The correlation between vectors of \(x_1 \) and \(x_2 \) parameters for the total design of 100 test points is 0.18, which is still an acceptable value for the correlation term, i.e. within the [\(-\)0.3 0.3] limit suggested by Steinberg and Lin (2006). Figure 14 illustrates the convergence plot in terms of fitness for the augmented MB–MV algorithm, showing that the augmented search algorithm is smoothly converged to the optimum solution.

Example 3

40 MV DoE test points with 1 boundary constraint \(g(x)=x_2 -x_1 -1\le 0\), where \(x_1\) and \(x_2 \in [-1\ 1]\).
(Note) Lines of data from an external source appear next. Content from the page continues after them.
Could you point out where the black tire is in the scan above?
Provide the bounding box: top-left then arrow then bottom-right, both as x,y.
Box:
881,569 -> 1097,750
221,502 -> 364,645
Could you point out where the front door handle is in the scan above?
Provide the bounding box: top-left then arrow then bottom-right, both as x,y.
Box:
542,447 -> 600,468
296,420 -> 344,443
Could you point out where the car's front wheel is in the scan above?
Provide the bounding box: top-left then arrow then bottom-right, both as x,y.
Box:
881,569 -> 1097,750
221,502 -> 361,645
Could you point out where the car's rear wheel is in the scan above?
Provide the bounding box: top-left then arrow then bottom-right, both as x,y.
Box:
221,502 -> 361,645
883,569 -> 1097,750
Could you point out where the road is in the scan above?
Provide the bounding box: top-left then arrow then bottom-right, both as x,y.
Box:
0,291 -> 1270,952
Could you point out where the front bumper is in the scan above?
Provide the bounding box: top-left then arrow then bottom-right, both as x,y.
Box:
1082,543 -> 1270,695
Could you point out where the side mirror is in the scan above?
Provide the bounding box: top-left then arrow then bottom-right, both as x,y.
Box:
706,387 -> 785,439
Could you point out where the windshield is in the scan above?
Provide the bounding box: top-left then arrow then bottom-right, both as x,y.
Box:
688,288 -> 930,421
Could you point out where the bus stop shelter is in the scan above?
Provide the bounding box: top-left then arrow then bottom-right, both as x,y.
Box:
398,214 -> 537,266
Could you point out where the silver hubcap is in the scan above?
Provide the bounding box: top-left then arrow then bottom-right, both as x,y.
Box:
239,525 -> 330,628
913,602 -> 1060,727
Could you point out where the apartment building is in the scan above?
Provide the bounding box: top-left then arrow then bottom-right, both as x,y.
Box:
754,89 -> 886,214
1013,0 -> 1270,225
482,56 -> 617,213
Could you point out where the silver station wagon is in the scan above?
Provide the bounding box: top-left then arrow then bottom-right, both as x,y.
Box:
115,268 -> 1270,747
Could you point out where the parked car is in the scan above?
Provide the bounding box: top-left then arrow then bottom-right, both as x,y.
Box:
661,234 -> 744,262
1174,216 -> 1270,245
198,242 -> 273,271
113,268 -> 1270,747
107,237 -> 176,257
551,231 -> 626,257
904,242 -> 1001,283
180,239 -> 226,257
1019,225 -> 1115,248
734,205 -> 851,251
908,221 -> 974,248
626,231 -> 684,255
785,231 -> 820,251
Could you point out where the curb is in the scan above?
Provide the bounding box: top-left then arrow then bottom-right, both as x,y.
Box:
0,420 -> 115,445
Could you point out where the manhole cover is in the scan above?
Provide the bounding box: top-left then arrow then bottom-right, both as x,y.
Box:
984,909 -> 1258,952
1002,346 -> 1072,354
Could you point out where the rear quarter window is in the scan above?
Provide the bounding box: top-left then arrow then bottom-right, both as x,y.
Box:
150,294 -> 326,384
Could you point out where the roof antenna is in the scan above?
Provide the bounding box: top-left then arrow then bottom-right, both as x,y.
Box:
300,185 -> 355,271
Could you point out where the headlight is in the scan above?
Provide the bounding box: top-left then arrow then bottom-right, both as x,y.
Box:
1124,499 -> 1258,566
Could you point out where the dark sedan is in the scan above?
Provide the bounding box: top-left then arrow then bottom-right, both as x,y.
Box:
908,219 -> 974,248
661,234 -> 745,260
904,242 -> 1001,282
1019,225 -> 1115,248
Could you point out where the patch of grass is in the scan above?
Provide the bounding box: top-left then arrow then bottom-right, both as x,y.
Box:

In this example, an asymmetric design space was considered, i.e. linearly constrained by the inequality constraint \(g( x)=x_2 -x_1 \le 1\). The augmented infill PermGA algorithm, with the fitness function given in Eq. (3), including an adaptive penalty function was used to generate the 40 infill MV test points, as illustrated in Fig. 15. The PermGA algorithm was run with ‘Population Size’ 200; ‘Crossover Rate’ 0.8, ‘Mutation Rate’ 0.05, and ‘Elite size’ 5.

Fig. 14
figure 14

Convergence plot for PermGA

Fig. 15
figure 15

MB–MV Sequence for asymmetric design space

In Fig. 15, the red lines show the feasible design space for the MV DoE sequence. The space-filling uniformity for the MB–MV OLH DoE points in the constrained design space is illustrated in Fig. 16, based on the Euclidean distance to the nearest test point. This figure shows that the infill points are distributed within the constrained design space, with a mean of 0.074 and standard deviation of 0.018. The correlation between vectors of \(x_1 \) and \(x_2 \) parameters for the total design of 100 test points is 0.13, which is an acceptable value for the correlation term.

Fig. 16
figure 16

Euclidean minimum distance for MB–MV test points

Figure 17 illustrates the convergence plot in terms of fitness for the augmented MB–MV algorithm, showing that the augmented search algorithm is converged to the optimum solution. The figure shows that the fitness value has increased for 6 iterations as the GA population with the best fitness value (i.e. the solution of the GA process at each iteration) could not meet the inequality constraint. In effect, the increase in the fitness value was due to the sequentially increasing penalty term. Then, from the 6th iteration onwards the best population was within the linearly constrained design space; thus, the fitness value was decreased significantly since no penalty term was applied.

Fig. 17
figure 17

Convergence plot for PermGA

Example 4

40 MV DoE test points with 2 boundary constraints, \(g_1 ( x)=x_2 -x_1 -1\le 0\) and \(g_2 ( x)=x_1 -x_2 -1\le 0\), where \(x_1\) and \(x_2 \in [-1\ 1]\).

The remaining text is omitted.